You’re right, Claire, and my apologies to Ann for my forgetfulness.
JAK –
You’re forgiven:-) But I’m really not as sensitive about it as most deaf people, no doubt because I grew up with deaf people on all sides of my family, so being deaf didn’l set me apart, as so often happens when you’re the only deaf one around. I grew up expecting to say “What? What?” a lot in my old age, so it came as no surprise, and I had some good example about how to cope. Most deaf folks aren’t so lucky.
JAK –
I think that the images projected by metaphors are part of their force, and the images can make or break a metaphors success. I always thing that Carl Sandburg’s Fog is the perfect metaphor because of the image:
THE fog comes
on little cat feet.
It sits looking
over harbor and city
on silent haunches
and then moves on.
Those ears stuck to a heart are just yuky to me. Kind of like leeches.
Start with observable reality. The eye argument is wrong. Because their “places are distinct” in the body, the two eyes never see the same view. Augustine could have noticed this by covering one eye at a time while looking carefully. A better metaphor might have to do with there always being more than one way to look at things.
Perhaps I should have explained that Augustine shared the view that sight was achieved by rays emitted from the eyes that then returned with the image of the thing seen. He’d have been correct if that view had been correct: both eyes sending out the rays.
Ann: I never imagined ears on the heart and can’t quite figure why you’re such a literalist. If one speaks of the “hunger of the heart,” do you imagine a stomach inside it?

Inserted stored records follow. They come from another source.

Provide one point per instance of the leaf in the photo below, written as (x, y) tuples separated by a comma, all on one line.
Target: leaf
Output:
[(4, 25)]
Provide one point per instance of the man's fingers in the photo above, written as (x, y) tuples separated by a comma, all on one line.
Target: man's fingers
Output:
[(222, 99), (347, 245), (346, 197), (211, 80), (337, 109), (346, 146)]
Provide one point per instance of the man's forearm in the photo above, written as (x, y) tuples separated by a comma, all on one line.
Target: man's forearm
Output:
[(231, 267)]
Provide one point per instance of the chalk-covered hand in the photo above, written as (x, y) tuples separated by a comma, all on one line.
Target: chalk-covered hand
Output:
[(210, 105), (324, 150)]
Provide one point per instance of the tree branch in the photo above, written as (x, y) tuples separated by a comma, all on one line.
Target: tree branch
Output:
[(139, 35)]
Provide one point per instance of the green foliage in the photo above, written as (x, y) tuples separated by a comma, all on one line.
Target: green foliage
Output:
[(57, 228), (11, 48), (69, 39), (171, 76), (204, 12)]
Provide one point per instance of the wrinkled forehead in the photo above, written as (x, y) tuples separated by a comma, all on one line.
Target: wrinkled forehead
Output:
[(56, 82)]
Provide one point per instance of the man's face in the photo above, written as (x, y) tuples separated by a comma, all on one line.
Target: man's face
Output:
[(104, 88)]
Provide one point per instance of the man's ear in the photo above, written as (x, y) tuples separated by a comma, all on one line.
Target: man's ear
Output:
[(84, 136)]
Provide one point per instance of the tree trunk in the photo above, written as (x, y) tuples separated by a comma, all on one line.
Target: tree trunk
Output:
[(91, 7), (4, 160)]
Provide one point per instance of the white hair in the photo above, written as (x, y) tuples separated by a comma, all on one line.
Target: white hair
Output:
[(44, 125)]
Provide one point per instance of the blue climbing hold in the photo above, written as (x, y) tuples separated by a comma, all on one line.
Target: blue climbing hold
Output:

My own difficulty is different, numerical, so to speak: the phrase “Let him not consider only love of the brother or sister he sees before him; there are many others whom we do not see but to whom we are joined in the unity of the Spirit” evokes a multitude of people for me; but in each person, there are only two eyes that are “directed in the same way”, not a multitude of eyes.
But in those short texts there have been analogies that I thought were contrived the first time I heard of them, but that seemed quite natural the second time they came up, so I am not really arguing against this excerpt.
As to those “rays”… have you ever heard of “ray-tracing”? It’s a technique used in computer graphics to draw a scene. In order to know which objects are visible from the eye/camera, you shoot rays out of the eye and trace its path to obstacles (including reflections, refractions, etc.) Maybe I should find an Augustine quote on rays and send it to my colleagues who do graphics!
JAK –
Hunger of the heart –> stomach inside the heart? AWWWKKKK!!!!!
The problem with a short little metaphor is there is often not enough context to force one interpretation rather than another, and, as with all language uses, context is crucial to interpreting metaphors. And all metaphorical uses begin with a literal one. Without the literal meaning no analogical one is possible. Or what does David Tracy say? (It’s been years since I read his book.)
Might it be that the way everyone thought about their senses and innards in Augustine’s day was very different from the common ways of today? Now, the biological basis for the metaphors offers difficulties he wouldn’t recognize.
JAK – Have you considered the possibility that your brother-in-law enjoyed one of life’s minor blessings of transient non-hearing that enables one to make it through another day with a crew of noisy children, again, rather than problems with the ears of his heart? There are two ways to look at that phenomenon.